Servers for the most part are pretty hard to kill, even Google experimented with leaving servers in the parking complex covered in a tarp. What you should be concerned with is deviation from what is “normal”. A steady rise in temperature could be an indication the server is now having more work to do and may need upgrading. This depending on you setup might be an issue and may mean an upgrade to the infrastructure of your server setup.
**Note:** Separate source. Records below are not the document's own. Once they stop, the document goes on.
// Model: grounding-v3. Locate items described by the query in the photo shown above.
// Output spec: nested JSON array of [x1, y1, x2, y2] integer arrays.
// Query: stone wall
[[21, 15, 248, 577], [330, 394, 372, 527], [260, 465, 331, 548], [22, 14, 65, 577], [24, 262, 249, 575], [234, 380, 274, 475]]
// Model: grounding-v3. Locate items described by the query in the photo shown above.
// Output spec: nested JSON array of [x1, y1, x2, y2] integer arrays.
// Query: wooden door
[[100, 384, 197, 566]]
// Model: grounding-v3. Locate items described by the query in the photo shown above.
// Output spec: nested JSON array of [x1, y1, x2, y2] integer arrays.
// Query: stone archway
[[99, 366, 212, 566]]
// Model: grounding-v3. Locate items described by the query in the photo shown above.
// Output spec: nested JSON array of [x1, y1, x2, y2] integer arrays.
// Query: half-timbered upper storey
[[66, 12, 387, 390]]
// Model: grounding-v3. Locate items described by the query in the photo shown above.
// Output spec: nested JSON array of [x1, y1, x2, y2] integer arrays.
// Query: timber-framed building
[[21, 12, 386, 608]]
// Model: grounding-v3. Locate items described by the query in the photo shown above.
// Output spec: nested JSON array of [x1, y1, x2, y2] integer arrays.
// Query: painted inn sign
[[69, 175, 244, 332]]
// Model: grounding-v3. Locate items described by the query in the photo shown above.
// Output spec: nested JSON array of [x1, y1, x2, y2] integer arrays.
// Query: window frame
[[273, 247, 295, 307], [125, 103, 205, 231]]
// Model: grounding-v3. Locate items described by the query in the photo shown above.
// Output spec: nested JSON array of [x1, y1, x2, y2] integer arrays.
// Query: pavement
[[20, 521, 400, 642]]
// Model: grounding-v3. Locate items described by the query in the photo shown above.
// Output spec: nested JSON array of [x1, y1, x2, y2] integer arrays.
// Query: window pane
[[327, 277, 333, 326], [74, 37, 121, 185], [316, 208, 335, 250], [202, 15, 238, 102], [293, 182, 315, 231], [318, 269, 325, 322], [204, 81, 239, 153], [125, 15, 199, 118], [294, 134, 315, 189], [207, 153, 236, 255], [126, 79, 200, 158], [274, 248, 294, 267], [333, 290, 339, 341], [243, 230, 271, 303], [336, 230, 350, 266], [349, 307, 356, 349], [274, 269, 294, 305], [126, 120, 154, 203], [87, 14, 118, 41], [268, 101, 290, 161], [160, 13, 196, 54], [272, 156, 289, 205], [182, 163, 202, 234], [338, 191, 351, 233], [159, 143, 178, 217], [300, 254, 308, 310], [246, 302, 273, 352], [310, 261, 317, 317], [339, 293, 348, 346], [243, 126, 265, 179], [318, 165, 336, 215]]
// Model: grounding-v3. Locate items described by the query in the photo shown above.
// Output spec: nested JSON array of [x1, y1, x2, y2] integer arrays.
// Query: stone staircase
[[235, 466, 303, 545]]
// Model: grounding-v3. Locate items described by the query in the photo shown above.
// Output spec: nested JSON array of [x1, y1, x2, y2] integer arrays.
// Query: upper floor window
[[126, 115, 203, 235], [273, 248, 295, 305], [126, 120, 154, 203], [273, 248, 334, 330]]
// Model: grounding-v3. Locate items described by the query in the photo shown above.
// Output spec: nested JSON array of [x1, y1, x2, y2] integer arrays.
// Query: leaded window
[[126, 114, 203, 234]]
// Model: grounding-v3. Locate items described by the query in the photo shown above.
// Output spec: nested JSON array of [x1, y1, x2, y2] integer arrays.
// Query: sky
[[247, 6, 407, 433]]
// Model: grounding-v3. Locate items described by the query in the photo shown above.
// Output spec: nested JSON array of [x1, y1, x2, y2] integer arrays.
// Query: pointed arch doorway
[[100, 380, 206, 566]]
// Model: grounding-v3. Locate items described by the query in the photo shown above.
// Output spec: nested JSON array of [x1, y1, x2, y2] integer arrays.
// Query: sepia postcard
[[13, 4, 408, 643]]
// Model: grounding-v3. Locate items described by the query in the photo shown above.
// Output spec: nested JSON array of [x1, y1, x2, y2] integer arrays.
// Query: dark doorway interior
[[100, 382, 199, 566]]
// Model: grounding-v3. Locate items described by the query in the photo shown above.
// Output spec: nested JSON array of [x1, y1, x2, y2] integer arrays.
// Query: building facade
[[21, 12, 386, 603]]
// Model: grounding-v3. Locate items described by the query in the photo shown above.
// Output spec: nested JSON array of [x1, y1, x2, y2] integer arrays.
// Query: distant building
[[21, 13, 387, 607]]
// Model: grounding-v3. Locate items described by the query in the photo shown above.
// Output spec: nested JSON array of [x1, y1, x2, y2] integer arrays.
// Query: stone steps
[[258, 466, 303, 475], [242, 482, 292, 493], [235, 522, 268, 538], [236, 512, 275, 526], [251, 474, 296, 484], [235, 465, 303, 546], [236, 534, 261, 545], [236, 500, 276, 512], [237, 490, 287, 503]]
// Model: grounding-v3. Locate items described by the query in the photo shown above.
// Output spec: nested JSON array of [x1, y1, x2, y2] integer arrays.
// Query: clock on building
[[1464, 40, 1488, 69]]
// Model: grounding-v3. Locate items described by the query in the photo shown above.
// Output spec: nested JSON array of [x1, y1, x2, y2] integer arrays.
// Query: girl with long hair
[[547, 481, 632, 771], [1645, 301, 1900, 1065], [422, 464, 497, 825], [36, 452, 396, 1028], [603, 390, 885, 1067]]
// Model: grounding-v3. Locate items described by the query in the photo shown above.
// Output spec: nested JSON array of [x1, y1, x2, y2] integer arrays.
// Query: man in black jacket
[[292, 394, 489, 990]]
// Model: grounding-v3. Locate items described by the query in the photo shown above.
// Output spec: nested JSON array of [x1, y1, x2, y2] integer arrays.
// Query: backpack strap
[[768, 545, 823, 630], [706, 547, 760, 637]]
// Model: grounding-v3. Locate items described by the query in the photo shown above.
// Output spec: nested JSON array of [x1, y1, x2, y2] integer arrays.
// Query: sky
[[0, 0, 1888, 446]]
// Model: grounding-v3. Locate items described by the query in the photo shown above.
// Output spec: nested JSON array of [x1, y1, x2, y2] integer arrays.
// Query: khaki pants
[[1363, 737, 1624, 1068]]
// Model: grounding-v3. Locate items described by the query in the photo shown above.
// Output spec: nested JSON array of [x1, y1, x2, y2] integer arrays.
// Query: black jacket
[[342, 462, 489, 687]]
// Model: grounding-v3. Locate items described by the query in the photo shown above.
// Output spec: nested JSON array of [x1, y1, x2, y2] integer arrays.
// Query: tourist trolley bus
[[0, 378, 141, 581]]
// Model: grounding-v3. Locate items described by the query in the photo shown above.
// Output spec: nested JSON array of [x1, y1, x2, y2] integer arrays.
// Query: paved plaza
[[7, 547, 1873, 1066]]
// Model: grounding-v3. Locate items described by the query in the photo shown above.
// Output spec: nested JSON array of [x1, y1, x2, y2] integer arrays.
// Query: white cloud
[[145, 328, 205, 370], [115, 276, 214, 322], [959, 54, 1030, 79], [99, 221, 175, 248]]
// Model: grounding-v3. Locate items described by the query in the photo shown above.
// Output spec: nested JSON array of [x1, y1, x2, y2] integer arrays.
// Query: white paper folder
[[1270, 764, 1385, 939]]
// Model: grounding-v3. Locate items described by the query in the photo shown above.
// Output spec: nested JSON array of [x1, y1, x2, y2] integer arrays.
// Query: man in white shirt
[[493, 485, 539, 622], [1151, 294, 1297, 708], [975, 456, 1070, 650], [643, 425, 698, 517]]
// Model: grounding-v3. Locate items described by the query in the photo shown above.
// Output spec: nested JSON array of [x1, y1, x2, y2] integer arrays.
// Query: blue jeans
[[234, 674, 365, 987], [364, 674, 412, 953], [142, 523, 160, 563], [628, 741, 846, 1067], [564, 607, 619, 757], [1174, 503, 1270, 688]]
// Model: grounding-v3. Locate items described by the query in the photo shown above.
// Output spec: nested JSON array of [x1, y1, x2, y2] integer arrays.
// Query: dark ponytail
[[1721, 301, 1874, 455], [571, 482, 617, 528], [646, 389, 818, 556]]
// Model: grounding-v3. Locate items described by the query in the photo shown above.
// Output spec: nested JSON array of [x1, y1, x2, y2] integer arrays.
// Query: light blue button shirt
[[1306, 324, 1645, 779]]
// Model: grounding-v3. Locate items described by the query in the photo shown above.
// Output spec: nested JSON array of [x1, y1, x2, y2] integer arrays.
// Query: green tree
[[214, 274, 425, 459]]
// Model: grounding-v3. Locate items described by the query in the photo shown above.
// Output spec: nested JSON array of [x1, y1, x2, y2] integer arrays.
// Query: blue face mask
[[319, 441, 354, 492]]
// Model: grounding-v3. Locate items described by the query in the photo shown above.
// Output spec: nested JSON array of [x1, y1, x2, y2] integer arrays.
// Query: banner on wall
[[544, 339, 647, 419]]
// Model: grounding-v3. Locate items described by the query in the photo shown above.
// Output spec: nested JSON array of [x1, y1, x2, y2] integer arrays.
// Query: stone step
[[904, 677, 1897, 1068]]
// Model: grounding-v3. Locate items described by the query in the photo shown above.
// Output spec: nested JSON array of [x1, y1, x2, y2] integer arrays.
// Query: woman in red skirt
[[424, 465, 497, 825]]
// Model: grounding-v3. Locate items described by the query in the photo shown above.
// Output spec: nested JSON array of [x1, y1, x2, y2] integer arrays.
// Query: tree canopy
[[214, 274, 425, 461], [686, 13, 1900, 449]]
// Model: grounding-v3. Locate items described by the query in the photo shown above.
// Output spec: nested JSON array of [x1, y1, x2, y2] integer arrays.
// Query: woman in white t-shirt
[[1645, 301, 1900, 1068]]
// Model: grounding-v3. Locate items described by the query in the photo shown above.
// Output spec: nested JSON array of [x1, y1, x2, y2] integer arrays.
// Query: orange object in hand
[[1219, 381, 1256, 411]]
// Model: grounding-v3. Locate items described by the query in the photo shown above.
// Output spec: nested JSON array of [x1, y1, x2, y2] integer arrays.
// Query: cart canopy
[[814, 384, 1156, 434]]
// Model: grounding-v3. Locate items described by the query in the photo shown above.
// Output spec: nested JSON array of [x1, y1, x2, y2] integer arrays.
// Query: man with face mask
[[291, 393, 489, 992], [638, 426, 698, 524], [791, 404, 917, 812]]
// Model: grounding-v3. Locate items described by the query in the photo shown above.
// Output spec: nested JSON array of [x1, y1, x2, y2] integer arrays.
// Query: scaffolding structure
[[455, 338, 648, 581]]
It’s worth keeping in mind a server is the sum of it’s parts. Recently my server had a hard disk disappear from OS. I was no longer able to mount it. On investigation it was still plugged in but because of its location and lack of air flow it was was too hot to hold. Even though all the other sensors were reporting temperatures and fan speeds that looked normal, this hard drive was so hot I had to leave the machine off for 10 minutes before I could hold it. Sometimes it’s worth just going round and doing a simple hand temperature test, there is operating hot and there is trouble hot. To detect this I use smartctl, now I will get a warning before I slowly cook a 2TB drive. Below is the current temperatures of all the attached drives using the Temperatures plugin to Server Density. Not very exciting but combined with an alert it should stop me ruining another drive.
Monitoring the environment is about picking up anomalies. Every server is going to be different from available air flow to amount of work it has to do. You need to measure first and decide what is “normal” for your setup and then track any changes.
This is a lot of great information on the internet about environment design and monitoring. From hot and cold aisles to using sea water to cool servers. If you need to convince your boss it’s worth some time, perhaps get them to consider the potential for money saving by being able to raise the thermostat a few degrees (knowing you can detect any issues before they result in hardware failure).